PD-L1 t-haNK, N-803 IL-15sa and Cetuximab for Recurrent, Metastatic HNSCC

NCT ID: NCT06239220

Last Updated: 2025-08-27

Basic Information

• Recruitment Status: RECRUITING
• Clinical Phase: PHASE2
• Total Enrollment: 25 participants
• Study Classification: INTERVENTIONAL
• Study Start Date: 2024-02-16
• Study Completion Date: 2027-01-31

Brief Summary

The purpose of this research study is to test the safety and efficacy of the combination of PD-L1 t-haNK (modified immune cells), N-803 (a manufactured protein that stimulates the immune system), and cetuximab (a targeted antibody) in treating advanced head and neck cancer.

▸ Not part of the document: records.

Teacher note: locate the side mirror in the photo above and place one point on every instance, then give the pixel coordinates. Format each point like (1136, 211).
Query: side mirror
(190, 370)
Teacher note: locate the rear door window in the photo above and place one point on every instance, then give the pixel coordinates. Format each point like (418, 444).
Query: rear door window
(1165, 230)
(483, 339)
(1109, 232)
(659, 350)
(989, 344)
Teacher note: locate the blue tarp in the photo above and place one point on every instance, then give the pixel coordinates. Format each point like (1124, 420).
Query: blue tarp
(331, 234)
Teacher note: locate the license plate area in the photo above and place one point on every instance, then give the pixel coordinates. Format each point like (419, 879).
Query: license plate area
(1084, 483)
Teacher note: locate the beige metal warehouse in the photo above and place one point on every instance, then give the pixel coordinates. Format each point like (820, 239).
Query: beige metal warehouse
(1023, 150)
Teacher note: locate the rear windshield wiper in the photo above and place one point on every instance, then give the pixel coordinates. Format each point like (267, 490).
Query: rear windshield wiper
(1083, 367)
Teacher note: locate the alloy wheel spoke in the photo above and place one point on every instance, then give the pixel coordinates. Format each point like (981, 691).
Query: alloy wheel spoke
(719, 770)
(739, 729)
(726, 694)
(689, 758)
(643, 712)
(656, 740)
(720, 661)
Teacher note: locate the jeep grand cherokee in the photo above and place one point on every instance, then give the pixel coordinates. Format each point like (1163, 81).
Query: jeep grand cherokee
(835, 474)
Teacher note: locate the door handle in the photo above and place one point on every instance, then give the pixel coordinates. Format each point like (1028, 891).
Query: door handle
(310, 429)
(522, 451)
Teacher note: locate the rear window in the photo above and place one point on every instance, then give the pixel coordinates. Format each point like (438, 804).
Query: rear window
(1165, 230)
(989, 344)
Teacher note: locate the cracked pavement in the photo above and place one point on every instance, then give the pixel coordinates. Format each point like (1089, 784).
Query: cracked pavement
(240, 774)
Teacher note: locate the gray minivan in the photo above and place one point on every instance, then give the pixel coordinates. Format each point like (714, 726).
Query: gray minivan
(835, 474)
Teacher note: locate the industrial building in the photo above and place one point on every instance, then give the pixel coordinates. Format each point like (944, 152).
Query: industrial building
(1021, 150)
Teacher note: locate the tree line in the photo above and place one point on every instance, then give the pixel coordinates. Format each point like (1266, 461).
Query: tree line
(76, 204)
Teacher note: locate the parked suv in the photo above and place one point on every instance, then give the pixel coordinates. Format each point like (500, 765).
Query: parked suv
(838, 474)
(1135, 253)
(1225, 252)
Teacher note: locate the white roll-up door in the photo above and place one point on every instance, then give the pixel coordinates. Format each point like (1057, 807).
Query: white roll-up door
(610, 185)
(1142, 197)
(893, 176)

The names of the therapies involved in this study are:

• PD-L1 t-haNK cell therapy (a NK cell therapy infusion)
• N-803 (a type of recombinant human superagonist)
• Cetuximab (a type of antibody)

Detailed Description

This research study is to test the safety and efficacy of the combination of PD-L1 t-haNK (modified immune cells), N-803 (a manufactured protein that stimulates the immune system), and cetuximab (a targeted antibody) in treating advanced head and neck cancer. PD-L1 t-haNK in combination with the immunotherapies, N-803 and cetuximab, may work together to increase the activity and durability of the NK cells in fighting cancer cells.

The U.S. Food and Drug Administration (FDA) has not approved PD-L1 t-haNK cells or N-803 as a treatment for advanced head and neck cancer, but the FDA has approved cetuximab as a treatment option for advanced head and neck cancer. This trial will test these agents in combination.

The research study procedures include screening for eligibility, study treatment visits, Computed Tomography (CT) scans, Magnetic Resonance Imaging (MRI), Positron Emission Tomography (PET) scans, blood tests, and electrocardiogram (ECGs).

Participants will receive study treatment every 2 weeks for at least 1 year and will be followed for up to 15 years, as the FDA requires for any participant who has received genetically modified cells.

It is expected that about 25 people will take part in this research study.

ImmunityBio is supplying PD-L1 t-haNK and N-803 for the study.

Conditions

Head and Neck Cancer; Head and Neck Squamous Cell Carcinoma; Metastatic Head and Neck Cancer; Recurrent Head and Neck Cancer; Metastatic Head-and-neck Squamous-cell Carcinoma; Recurrent Head and Neck Squamous Cell Carcinoma

Study Design

• Allocation Method: NON_RANDOMIZED
• Intervention Model: SEQUENTIAL
• Primary Study Purpose: TREATMENT
• Blinding Strategy: NONE

Study Groups

Dose Level 0: PD-L1 t-haNK + N-803 + Cetuximab

Dose level modifications of PD-L1 t-haNK and N-803 due to toxicities will follow protocol specifications, starting at Dose Level 0 and de-escalating to Dose Level -1. Participants will complete:

• Baseline visit.
• Imaging scans every 8 weeks while on study.
• Cycle 1 through End of Treatment:

--Days 1 and 15 of 28 day cycle in the following order: Predetermined dose of PD-L1 t-haNK 1x daily, predetermined dose of N-803 1x daily, and predetermined dose of Cetuximab 1x daily.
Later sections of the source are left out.